Monday 6 July 2020

Esports assume parity both on and off the field

copywritten for Blackbird
With elite sports around the world halted under lockdown, esports not only filled the gap but assumed a parity that won’t fade as competitions return to the field.
Sports teams and federations, broadcasters and athletes have endorsed esports during the pandemic not as an imitation of the real thing but as an integral part of its future.
By some measures esports audience sizes were comparable to traditional sports audiences even before COVID struck. The largest esports league, League of Legends, boasted higher viewership than MLB, the NBA, or the NHL.
The global esports audience was already poised to attain $3 billion in revenues by 2022.
Since the pandemic, gaming as a spectator sport has gone through the roof. For example, leading live gaming platform Amazon-owned Twitch, saw audiences rise 31% in March.
Professional sports understand that esports is essential to increasing brand awareness, broadening their audience and providing new revenue streams. From February, many pivoted to digital simulations with motor racing quickest off the mark. Formula E’s 8 weeks long Race at Home Challenge was wildly popular with ex-F1 driver Stoffel Vandoorne claiming the title. Formula 1 continues to host a series of virtual Grand Prix with esports and gaming solutions provider, Gfinity, overseeing the delivery of the tournament and broadcast production. 

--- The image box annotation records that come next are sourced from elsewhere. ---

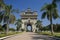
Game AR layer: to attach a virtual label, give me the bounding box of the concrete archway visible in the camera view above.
[26,24,32,32]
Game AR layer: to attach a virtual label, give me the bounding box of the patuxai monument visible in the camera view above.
[20,8,38,32]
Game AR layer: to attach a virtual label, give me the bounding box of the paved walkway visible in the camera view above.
[5,32,59,40]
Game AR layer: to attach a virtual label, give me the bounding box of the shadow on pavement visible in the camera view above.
[30,34,60,40]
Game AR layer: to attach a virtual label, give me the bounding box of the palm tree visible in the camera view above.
[41,3,59,34]
[15,19,22,31]
[0,0,5,23]
[35,20,42,31]
[3,5,16,34]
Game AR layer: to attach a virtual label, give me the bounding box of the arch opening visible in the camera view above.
[27,24,32,32]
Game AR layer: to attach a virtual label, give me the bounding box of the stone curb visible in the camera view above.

Esports viewers are predominantly young and therefore particularly valuable to broadcasters which have also sought to capitalise on demand. Virtual Grand Prix are broadcast live on ESPN; the world’s most famous thoroughbred horse race, the Grand National, was a virtual affair watched by almost 5 million free-to-air viewers in the UK; the National Basketball Association’s NBA 2K League has been airing on ESPN since May—the first linear broadcasts of this major league esports property.
In another sign of the blur between real and virtual world, the ePremier League Invitational Tournament featuring stars from the EPL’s twenty teams was broadcast on Sky Sports, Facebook and YouTube.
The EPL resumed on Sky Sports with a crowd soundtrack provided by EA SPORTS FIFA as further indication that the production values of actual and virtual live broadcasts are indistinguishable.
The leading esports and gaming publishers and developers are bringing their product to fans using Blackbird. Gfinity, for example, adopted Blackbird to frame-accurately clip, edit and distribute highlights from live streams for publishing to digital channels within second
Riot Games, whose titles include League of Legends and VALORANT, has chosen Blackbird for remote fast turnaround video production.
U.S-based VENN have even taken this moment, as the world emerges from lockdown, to launch a streaming TV network aimed at pop culture and esports audiences. Its cloud-based remote production relies on Blackbird to frame-accurately edit, enrich and publish a wide variety of engaging video content ultra-fast.
Using Blackbird, marketing teams can also rapidly access vast gameplay archives for repurposing across social and web. Sponsor branding and adverts can be added, partners tagged and promotional messaging included to drive monetization.
Whatever the sport, regardless of the sportscaster, esports is a natural extension of commercial strategy. It’s in the game.